Cirillus Rafts entrou em passo lento na galeria que expunha a sua mais recente criação: telas de grandes dimensões com muitas disformidades, amontoados de corpos humanos, deuses, animais, elementos dispersos da natureza que se dobravam e contorciam, ramificando em outras entidades, um interlúdio sem conexão lógica, num tom extasiante e visualmente expressivo. Cada tela repetia ou retomava as anteriores, formando uma grande bolha de ideias e pensamentos uniformes, política e socialmente perturbadores. No fundo, o autor sabia do valor e da experiência que o trouxeram até ao presente e a sua obra apenas queria refletir esse acumulado de experiências e histórias perdidas no espaço da sua memória.
Rafts sabia bem como explorar os medos e as perplexidades do homem moderno!
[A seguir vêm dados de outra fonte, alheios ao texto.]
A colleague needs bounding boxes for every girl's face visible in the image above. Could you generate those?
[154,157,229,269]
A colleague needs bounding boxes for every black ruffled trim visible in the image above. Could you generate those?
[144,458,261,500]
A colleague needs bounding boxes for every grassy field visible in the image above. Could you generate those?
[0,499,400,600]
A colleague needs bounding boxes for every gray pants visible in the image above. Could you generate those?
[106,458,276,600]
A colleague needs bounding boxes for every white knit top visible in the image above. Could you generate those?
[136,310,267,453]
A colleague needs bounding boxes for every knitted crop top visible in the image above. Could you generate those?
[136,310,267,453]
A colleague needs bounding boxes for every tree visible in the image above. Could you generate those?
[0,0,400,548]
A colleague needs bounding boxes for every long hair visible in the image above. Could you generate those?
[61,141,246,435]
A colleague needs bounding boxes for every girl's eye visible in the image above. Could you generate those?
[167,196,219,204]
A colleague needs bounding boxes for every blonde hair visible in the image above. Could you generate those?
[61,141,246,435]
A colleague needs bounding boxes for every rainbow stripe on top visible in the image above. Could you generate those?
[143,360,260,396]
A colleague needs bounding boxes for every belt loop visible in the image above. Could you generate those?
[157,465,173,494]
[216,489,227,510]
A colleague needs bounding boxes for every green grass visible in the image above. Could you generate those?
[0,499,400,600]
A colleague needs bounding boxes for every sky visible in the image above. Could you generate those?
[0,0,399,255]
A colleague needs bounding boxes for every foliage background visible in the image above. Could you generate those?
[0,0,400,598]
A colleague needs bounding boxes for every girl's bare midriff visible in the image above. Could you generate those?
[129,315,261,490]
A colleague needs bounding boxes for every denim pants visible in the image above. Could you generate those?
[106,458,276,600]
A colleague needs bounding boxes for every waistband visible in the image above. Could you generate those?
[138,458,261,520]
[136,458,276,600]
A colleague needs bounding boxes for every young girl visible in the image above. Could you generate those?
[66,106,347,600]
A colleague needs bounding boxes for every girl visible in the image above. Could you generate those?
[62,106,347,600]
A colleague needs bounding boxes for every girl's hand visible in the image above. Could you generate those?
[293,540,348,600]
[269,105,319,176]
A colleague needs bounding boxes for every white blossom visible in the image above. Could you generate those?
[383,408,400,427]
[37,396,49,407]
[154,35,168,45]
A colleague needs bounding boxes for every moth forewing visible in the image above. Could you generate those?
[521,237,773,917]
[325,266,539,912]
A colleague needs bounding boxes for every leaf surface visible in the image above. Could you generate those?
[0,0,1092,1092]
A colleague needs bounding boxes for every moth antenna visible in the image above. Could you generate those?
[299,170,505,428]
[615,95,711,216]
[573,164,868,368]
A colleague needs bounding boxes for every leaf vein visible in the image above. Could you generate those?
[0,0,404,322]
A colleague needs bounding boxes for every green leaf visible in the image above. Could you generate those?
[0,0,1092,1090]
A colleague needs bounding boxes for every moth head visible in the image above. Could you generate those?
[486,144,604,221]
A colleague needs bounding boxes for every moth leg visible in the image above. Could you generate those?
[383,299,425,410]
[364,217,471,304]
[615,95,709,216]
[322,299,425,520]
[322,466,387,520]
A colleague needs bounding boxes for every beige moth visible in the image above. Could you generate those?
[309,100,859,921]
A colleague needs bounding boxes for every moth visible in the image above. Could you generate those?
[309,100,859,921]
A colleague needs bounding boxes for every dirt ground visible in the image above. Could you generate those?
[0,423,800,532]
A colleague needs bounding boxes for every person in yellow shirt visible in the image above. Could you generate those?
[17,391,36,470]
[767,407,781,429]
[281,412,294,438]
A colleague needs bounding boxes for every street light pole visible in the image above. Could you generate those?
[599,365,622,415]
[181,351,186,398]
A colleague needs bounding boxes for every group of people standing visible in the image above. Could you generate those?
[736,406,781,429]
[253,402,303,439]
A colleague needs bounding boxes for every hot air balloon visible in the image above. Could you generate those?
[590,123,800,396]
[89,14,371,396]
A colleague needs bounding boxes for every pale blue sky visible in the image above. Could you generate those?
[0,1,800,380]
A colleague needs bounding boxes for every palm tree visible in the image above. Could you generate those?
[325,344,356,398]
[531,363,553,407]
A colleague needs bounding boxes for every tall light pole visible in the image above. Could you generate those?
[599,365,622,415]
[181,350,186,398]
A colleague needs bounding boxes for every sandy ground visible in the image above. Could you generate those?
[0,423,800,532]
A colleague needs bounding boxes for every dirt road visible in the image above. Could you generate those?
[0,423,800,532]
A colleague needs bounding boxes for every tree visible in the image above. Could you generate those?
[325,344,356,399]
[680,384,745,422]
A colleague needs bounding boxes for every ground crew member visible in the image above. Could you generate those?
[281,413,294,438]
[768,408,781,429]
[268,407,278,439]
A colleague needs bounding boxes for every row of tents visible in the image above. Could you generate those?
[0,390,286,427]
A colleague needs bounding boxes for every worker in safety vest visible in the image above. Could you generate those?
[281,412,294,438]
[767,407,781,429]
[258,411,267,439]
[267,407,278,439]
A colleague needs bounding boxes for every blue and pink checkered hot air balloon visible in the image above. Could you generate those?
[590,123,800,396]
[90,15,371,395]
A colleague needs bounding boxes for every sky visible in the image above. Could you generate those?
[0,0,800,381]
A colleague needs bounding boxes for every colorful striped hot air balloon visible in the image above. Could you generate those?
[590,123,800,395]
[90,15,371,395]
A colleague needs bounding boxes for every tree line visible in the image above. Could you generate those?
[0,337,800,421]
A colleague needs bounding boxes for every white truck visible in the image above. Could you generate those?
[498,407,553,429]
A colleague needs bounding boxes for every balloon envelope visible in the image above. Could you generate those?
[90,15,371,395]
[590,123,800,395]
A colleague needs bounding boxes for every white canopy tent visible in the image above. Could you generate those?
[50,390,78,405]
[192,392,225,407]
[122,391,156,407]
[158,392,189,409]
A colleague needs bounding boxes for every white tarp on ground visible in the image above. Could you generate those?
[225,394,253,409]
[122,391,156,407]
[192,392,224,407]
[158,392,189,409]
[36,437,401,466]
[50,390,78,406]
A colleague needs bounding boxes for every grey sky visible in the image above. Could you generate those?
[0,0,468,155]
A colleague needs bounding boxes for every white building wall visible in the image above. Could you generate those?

Feitas as formalidades de se apresentar e se deixar apresentar a mais de uma centena de pessoas que permaneciam de pé sem grande expressão e sem qualquer tipo de sex-appeal, Cirillus penetrou lentamente por entre a multidão que se acumulava nos diversos salões da galeria. Em vão, quis saber dos filhos, se teriam vindo à inauguração, tal como prometido na véspera, via telefone, já perto da meia-noite. Brian Rafts, 34 anos, andrajoso e refugiado num bosque perto da cidade, vivendo numa cabana de madeira, ajudando os donos da quinta em troca de comida e algum dinheiro; Burt Rafts 32 anos, que culpava a namorada por tê-lo afastado do pai; e, por último, Brenda Rafts, uma adolescente de 26 anos, diríamos rebelde e complicada, que odiava a obra do pai, e que num tempo não muito distante tentara lançar tinta verde nas obras e em todo o estúdio, onde se reuniam para mais de 100 obras com assinatura Rafts.
Os Rafts, como eram conhecidos em toda a metrópole, nunca foram de grandes chiquezas, sempre aparentaram um estilo de vida pequeno burguês, frugal e austero, de horizontes modestos, pelo menos até Cirillus começar a faturar a sério com a sua obra plástica. Mas a partir do presente, quando o dinheiro entrou abundantemente através de contratos consideráveis, os filhos aproximaram-se timidamente. O senhor Rafts, no seu estilo de artista, mas nunca amolecendo a defesa de pai-sentinela, sempre foi dizendo: “Se querem o meu dinheiro, terão de se tornar pintores, tal como eu.”